Разгневанные и раздосадованные, они ворвались в ратушу и разграбили ее. «Они срывали со стен партийные плакаты, пропагандистские материалы и портреты вождей и топтали их ногами… Из окон летели бюсты Сталина и Готвальда [недавно скончавшегося лидера Чехословакии]». Аналогичные беспорядки происходили в находящемся неподалеку здании суда, где демонстранты в бешенстве уничтожали документы и офисное оборудование. По словам одного из участников, «толпа сорвала с двух припаркованных в переулке автобусов красные звезды и растоптала устроенную на месте американского военного мемориала клумбу в виде советской звезды». Люди вывешивали в окнах чехословацкие и американские флаги, выставляли портреты Эдварда Бенеша и Яна Масарика — двух легендарных лидеров некоммунистической Чехословакии. Помимо разграбления ратуши и здания суда, насилие было направлено только на сотрудников тайной полиции (которых удалось выявить) и на тех, кто по собственной глупости не снял с одежды партийный значок. Местные власти оказались неспособны подавить бунт. Справиться с ним удалось лишь на второй день, когда в город прибыли подразделения службы госбезопасности из Праги. Они объявили комендантский час и военное положение, арестовав около двух тысяч человек. Полностью контролируя средства массовой информации, власти смогли скрыть информацию о беспорядках и о причинах недовольства демонстрантов. На Западе эта тема освещалась мало [443] .
443
Otto Ulc, «Pilsen: The Unknown Revolt», Problems of Communism, vol. 14, no. 3 (май-июнь 1965), 47.
Все эти бурные события вынудили советское руководство пойти на беспрецедентный шаг. Перед ним по-прежнему особенно остро стоял вопрос о Германии. С окончанием Второй мировой войны СССР, США, Великобритания и Франция взяли под контроль выделенные им секторы. По мере нарастания напряженности холодной войны Берлин, который также был разделен на несколько секторов, стал местом противостояния сверхдержав с вооруженными до зубов западными и советскими войсками. К 1949 году Германия была официально разделена на два государства: более крупную Федеративную Республику Германия, или Западную Германию, и Германскую Демократическую Республику (ГДР), или Восточную Германию. (Население Западной Германии составляло около 51 миллиона человек, а в Восточной Германии жило около 18 миллионов.) Но идея единой Германии никуда не делась.

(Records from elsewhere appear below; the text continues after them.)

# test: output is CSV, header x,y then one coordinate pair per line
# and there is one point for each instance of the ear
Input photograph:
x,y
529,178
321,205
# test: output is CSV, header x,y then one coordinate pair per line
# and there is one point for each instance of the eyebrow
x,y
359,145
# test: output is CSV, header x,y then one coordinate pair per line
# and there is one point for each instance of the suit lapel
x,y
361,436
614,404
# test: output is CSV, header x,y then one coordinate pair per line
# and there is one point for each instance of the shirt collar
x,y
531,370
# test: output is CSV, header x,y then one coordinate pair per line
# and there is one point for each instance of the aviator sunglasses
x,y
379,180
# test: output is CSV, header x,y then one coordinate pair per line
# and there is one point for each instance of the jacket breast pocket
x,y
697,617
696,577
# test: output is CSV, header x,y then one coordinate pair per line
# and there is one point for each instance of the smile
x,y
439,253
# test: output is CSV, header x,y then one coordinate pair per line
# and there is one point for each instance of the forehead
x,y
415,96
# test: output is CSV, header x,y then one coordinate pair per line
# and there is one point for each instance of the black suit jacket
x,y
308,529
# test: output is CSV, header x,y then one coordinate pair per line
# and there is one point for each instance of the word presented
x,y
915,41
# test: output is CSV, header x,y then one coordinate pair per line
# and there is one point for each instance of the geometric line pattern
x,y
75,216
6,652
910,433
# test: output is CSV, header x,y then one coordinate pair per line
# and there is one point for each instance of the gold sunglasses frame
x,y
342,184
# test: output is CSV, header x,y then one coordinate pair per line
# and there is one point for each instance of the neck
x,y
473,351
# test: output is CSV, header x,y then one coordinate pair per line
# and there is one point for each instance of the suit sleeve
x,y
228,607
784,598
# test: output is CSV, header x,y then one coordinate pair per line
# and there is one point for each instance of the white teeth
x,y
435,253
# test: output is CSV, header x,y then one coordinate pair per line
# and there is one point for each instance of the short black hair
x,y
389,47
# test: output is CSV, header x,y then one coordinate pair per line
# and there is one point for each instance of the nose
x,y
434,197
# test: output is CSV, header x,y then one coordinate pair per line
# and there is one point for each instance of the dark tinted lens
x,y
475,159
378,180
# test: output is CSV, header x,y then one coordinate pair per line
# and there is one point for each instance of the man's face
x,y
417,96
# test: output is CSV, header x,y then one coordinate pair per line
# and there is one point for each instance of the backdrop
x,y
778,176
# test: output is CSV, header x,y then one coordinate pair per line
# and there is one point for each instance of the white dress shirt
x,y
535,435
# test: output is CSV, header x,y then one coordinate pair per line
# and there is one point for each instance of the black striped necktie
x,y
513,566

В наши дни, после падения Берлинской стены в ноябре 1989 года и воссоединения Германии в октябре следующего года, трудно поверить, что Сталин или его преемники когда-либо серьезно рассматривали поддержку воссоединения Германии. Но Сталин настороженно относился к идее двух государств, понимая, что независимая и процветающая Западная Германия рано или поздно станет ключевым элементом экономического и военного альянса с западными демократиями. Поэтому первоочередной целью советской внешней политики было не дать западным немцам перевооружиться. В рамках этого подхода весной 1952 года Сталин выдвинул план воссоединения Германии, подразумевая, что Германия не станет перевооружаться и что советские войска останутся в стране как гаранты мира. Понимая, какие преимущества в результате может получить Кремль, Запад отклонил это предложение Сталина.